Tim Vickery explains why the South American World Cup qualification benefits all countries of the region.
In the opinion of the experts, England crashed out of Euro 2016 without at any point having defined their best team line up or system of play, despite having qualified for the competition with a 100% record.
Should this affirmation be accurate, then it is something of an indictment of the qualifying process in contemporary European football – an accusation that can certainly not be levelled at South America.
The continent has recently been celebrating the centenary of its local tournament, the Copa America, whose birth in 1916 did so much to raise standards and led directly to the inauguration of the World Cup just 14 years later.
But South America would also do well to commemorate 20 years of the next most significant event in its footballing history – the start of the current marathon all-against-all World Cup qualification format which was introduced in 1996.
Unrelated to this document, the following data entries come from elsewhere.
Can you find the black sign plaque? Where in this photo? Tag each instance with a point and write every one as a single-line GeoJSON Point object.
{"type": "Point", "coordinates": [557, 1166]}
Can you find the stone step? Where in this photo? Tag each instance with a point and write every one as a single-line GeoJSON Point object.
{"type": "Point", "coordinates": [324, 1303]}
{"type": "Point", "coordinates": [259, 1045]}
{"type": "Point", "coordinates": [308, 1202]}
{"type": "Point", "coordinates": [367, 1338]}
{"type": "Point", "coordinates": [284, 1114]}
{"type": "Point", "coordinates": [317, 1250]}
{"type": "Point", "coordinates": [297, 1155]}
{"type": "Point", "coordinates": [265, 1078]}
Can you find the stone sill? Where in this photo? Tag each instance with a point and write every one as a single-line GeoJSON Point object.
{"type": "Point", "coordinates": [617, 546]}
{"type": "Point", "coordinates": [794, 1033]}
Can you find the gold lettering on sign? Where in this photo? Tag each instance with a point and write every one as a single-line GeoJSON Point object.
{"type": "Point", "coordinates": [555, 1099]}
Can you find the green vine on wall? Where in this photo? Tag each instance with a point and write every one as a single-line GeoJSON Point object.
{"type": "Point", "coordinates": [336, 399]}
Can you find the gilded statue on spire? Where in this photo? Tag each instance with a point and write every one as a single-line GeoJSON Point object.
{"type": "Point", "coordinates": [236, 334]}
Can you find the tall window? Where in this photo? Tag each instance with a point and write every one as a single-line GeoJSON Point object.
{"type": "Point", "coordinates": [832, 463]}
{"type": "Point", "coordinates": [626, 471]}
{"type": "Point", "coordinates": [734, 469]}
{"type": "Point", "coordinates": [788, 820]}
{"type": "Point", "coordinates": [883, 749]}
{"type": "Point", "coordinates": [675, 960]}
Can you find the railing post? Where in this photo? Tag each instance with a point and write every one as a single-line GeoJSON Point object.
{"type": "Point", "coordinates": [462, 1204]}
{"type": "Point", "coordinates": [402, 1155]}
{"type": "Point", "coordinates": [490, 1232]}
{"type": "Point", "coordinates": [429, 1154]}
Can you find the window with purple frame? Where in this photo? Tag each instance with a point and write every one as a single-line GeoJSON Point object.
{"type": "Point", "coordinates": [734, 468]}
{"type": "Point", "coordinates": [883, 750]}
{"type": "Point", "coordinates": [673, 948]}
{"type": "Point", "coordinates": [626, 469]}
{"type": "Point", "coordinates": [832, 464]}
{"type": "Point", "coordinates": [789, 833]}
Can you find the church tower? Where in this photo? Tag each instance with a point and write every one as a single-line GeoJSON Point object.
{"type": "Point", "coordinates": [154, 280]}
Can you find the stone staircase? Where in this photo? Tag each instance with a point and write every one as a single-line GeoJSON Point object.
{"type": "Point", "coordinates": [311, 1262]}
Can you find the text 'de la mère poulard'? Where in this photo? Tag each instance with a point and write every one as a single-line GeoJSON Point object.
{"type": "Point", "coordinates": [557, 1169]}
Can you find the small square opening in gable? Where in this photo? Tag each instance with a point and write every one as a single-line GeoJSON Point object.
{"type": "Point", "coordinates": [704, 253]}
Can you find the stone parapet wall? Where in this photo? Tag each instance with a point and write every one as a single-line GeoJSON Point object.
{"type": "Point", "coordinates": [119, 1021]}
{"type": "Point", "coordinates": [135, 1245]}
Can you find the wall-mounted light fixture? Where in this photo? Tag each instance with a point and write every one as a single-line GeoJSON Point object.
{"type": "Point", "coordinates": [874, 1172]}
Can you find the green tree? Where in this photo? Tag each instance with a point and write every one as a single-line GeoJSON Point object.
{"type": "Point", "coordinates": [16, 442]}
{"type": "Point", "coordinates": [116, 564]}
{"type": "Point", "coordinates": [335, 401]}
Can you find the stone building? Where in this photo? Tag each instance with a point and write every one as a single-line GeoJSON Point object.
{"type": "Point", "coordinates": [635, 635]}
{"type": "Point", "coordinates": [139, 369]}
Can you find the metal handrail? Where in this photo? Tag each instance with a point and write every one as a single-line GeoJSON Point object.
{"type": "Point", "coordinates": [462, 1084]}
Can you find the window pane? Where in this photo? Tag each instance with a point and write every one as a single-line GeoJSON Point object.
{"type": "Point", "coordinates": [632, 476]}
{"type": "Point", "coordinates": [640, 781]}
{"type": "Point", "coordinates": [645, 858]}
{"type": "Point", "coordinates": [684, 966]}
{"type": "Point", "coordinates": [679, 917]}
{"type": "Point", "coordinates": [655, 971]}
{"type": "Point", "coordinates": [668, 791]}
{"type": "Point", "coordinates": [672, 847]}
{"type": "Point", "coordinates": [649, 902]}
Before this mark everything in national team football in South America took place on a tournament-type basis – teams were thrown together for short periods of time, with little real notion of continuity. There could be gaps of years between competitive matches – which the less traditional nations had no hope of filling with high profile, lucrative friendlies.
Over the last two decades, though, this has changed. There is one fallow year immediately following a World Cup. Then the Copa is held to kick start a new competitive cycle, which revolves through the next three seasons with the World Cup qualifiers.
The results make it clear how much those less traditional countries have benefited. Prior to the change, Ecuador had only ever won 5 World Cup qualifiers. They have now taken part on three of the last four World Cups, leaving Venezuela as the only nation on the continent yet to have appeared on the highest stage. But they are no longer merely making up the numbers. Before 1996 they had only ever won 2 qualifiers. But they turned a corner in 2001, winning 4 in a row. And in 2004 they beat Uruguay 3-0 in Montevideo’s legendary Centenario stadium, a venue where Brazil at the time had never won a fully competitive match.
It would also seem clear that the rise of the weaker nations has worked in favour of the stronger – precisely because it is not possible for them to breeze through untested as apparently was the case with England. The figures speak for themselves; Ecuador had their best ever World Cup in 2006, Paraguay in 2010, Colombia in 2014, and the last two have been the best ever in Chile’s history with the exception of 1962, which they hosted. Moreover, in the last two World Cups only one South American nation (Ecuador in 2014) failed to make it out of the group stage. The teams that emerge from such a contest are battle hardened and ready; Uruguay could only claim fifth place in the qualifiers for South Africa 2010 – where they went on to finish fourth in the world.
The current campaign, though, has been interrupted by this extra centenary Copa that just took place in the USA. It has come a third of the way through the Russia 2018 qualifiers, and will have a significant effect on what happens over the remaining two thirds.
For example, as discussed here last week, Argentina would appear to be the big losers, with Lionel Messi, probably followed by others, quitting the international game. Six rounds – the next third of the competition – are played by November, so that some rebuilding will have to be done in a hurry and under pressure.
It may even be possible that Copa victors Chile will suffer on the road to Russia. Theirs is an ageing squad. After two Copa wins in quick succession do they still have the motivation and the lung power to keep climbing the mountain? And Colombia, who came third in the Copa, perhaps leave the competition with as many questions as answers.
Paraguay have been thrown into confusion by the resignation of coach Ramon Diaz. The Copa, though, may have done Brazil a favour, removing Dunga, who always looked out of his depth, and forcing his replacement by Tite, by some distance the best local candidate.
As for the others, the two at the top of the table, Uruguay and Ecuador should be relatively untouched by events in the USA. The Uruguayans have got themselves in first place without ever being at full strength – either Luis Suarez or Diego Godin have been missing, and so they can look forward to picking their best eleven when the campaign resumes at the start of September. And Ecuador can congratulate themselves for making it out of the group phase in a tournament for the first time in a decade (and the first time in a Copa since 1997).
Three teams are out of touch at the bottom of the qualification table. One of them, Bolivia, had a miserable time in the Copa, completing a dreadful year. With ten defeats in 11 games, the reign of coach Julio Cesar Baldivieso could be cut short in the next few days. The other two, though, can look back happily on their time in the USA. Both Peru and Venezuela made it to the Copa quarter finals. Can they carry their newly found momentum into the qualifiers, and will it matter of they do? Peru are 6 points off the pace, Venezuela a massive nine points. With 12 rounds to go it is a lot of distance to make up. If they start putting a few wins together then nothing is impossible, but perhaps they should already have at least one eye on building towards 2022.